Because we’d arrived so early the day before, we decided to sleep in a little. Yeah, alarm didn’t go off until 5am and we were on the road by 5:30. In retrospect, this cut it a little tight as we arrived at 6 and a lot of the good spots at the Flight Deck were already staked out by the monster-lensers.
We went to the very end of the Flight Deck and found a nice east-facing spot with a view over the pond. The action began right on schedule.
Immediately after the morning fly-outs, the viewpoints clear out QUICK. We noticed that the long-lensers headed out of the reserve, so we headed out to the ponds along Highway 1.
At this one sighting, I counted at least 40 photographers, each with a heavy-duty tripod, fancy tripod heads (e.g., Wimberly), and most with professional-grade DSLR’s and a minimum of a 600mm lens. THEN, most of them also had a backup, which was yet another DSLR but with a 100-400 lens, dangling from their bodies. This is like $600,000 of equipment at ONE pond. Sheesh !
But back to the birds. This was a pretty good sighting – sun rising to our backs, good angle on the cranes who took flight every minute or so.
After the pond, we headed in to the Marsh Loop, where we found a nice pond with some mallards, pintails, and a few deer in the background.

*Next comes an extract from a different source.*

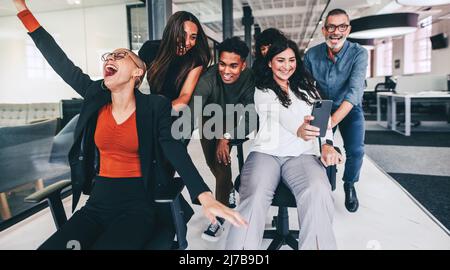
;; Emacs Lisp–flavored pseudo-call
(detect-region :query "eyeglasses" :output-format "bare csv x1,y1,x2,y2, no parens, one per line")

From there we headed out to the Farm Loop, where we found a large flock of white geese. They looked anxious, so we decided to hunker down and wait for them to take flight. As I’ve mentioned before, I don’t have the patience for birding. I didn’t know how long this “wait” was going to take, and it was COLD (about 40F) with wind blowing at our backs. After about a half hour, I retrieved some donuts from the car and POOF, the entire flock took flight. Even with a donut in my left hand, I was able to snap a few good shots.
By now it was around 10:30am, so we decided to head back to town. We’d seen some signs for “VLA – Very Large Array” so we decided to take the 40 mile drive into the middle of nowhere.
Did I mention that it was cold?
Despite its depiction in movies, the Very Large Array does not in fact listen for alien life forms. Harumph.
We didn’t make it back to the reserve until around 3, so we headed to the Farm Loop to find a patch of birds. Our theory was that since they all seem to overnight in the pond, if we found a flock, they would likely take flight.
Apparently no one told the flock of cranes that we were watching. They were hunkered down. We watched a hawk for a bit, and spotted a skunk in the field too. When they finally did depart, they left in groups of 10-20. Blech !
It got dark a little after 5, so we packed up and headed towards the front gate. THIS is when everything in the park decides to become active. In addition to several deer sightings, we had an amazing sighting of the flocks flying back to the Flight Deck against an orange sky. Apologies for the vehicle antennae in the shot
At least we know where they will be in the morning.